川井:これからもリモートはなくならないと思います。もしかしたら現場案件が今よりは増えるかもしれませんが、リモートは通訳者だけではなく参加者にとっても良い面がたくさんあると思うので、今後はリモートと対面の会議が半々ぐらいになるかもしれないですね。

できることを積み重ねていく
(画像=『HiCareer』より引用)

リモート通訳時のご自宅セットアップ

工藤:現在はフリーになられて5年ですよね。今後の展望はありますか?

川井:私はビジネスの分野が好きなので、このまま同じ方向性で続けていきたいと思っています。企業のビジネスはお互いに関連があったり、影響しあったりしているので、様々な業界のビジネスに触れることで多くの発見があります。この分野でさらに経験を増やしていきたいです。

工藤:ところで、川井さんはお客様やコーディネーターとのコミュニケーション能力がとても高いですよね。人によっては、この人と組みたくないというのがやはりあるんですね。調整するときにコーディネーターが割と苦労する点でもあります。でもそれをやってしまうと、結局仕事の幅が狭まってしまうんですよね。それはとても勿体ないことだと思っています。通訳は1人ではなかなかできない仕事ですので、人間力は大事な要素だと思います。 難しい方とも上手くやっていけるのは1つの才能だと思います。人とコミュニケーションするときにモットーとしていることはありますか?

川井:特にモットーはありませんが、あまり細かいことが気にならないのかもしれません。こだわりがある方であれば、特に抵抗なく合わせることもできますし、それでやりにくいと思ったことはありません。

工藤:健康管理のために何かやっていらっしゃることはありますか?

川井:睡眠はよく取っているとは思いますが、それぐらいです。仕事の時間と家のことをやっている時間、それぞれが全く違うので、お互いのストレス発散になっているのかもしれません。適度にリラックスする時間も取れていますし、あまりストレスは溜まっていないと思います。性格的なこともあるかと思いますが、例えば現場で予想外のことが発生したとしても、そこで騒いでも仕方ありませんし、それでストレスが溜まることはありません。毎回その場でできることを集中してやる、それだけです。
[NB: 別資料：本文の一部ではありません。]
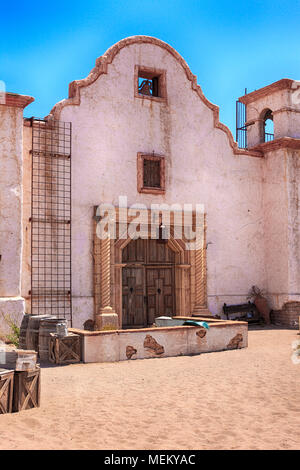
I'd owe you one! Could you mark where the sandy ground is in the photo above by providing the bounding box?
[0,329,300,450]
工藤:どんな通訳者でもなかなか言葉が降りてこなくて落ち込む日もあると思いますが、そういう時はどのように気持ちをスイッチされていますか?

川井:もちろん調子がいい時、悪い時はあります。失敗したとしても、もうそれは取り返せないですし、それをずっと引きずってしまうとその後のパフォーマンスにも影響を与えてしまうので、とりあえずその場では忘れるようにし、反省は案件が終わってからにします。全体としてのパフォーマンスが評価されるので、最初の15分で失敗したなと思っても、次の番で立て直せばいいわけです。 過去を変えることはできませんが、毎回、その時点からベストを尽くすことはできます。失敗してもここから、また失敗してもここから、という風に切り替えています。

工藤:仕事はトータルで評価されるって本当にそうですよね。体調にも左右されることもあるんでしょうか?

川井:体調もあるでしょうし、あとは理由がわからないけどなぜか調子がいい、調子が悪いということもあります。それは完全にコントロールできることではないので、誰にでもある出来不出来の波の差がなるべく小さくなるように、努力するしかないと思っています。前にクラスメートと、優秀な通訳者さんほどその波の上下が激しくなく、安定していて、さらにはこのラインは絶対に下回らないというパフォーマンスができるよね、と話していたのですが、まさにその通りだと感じています。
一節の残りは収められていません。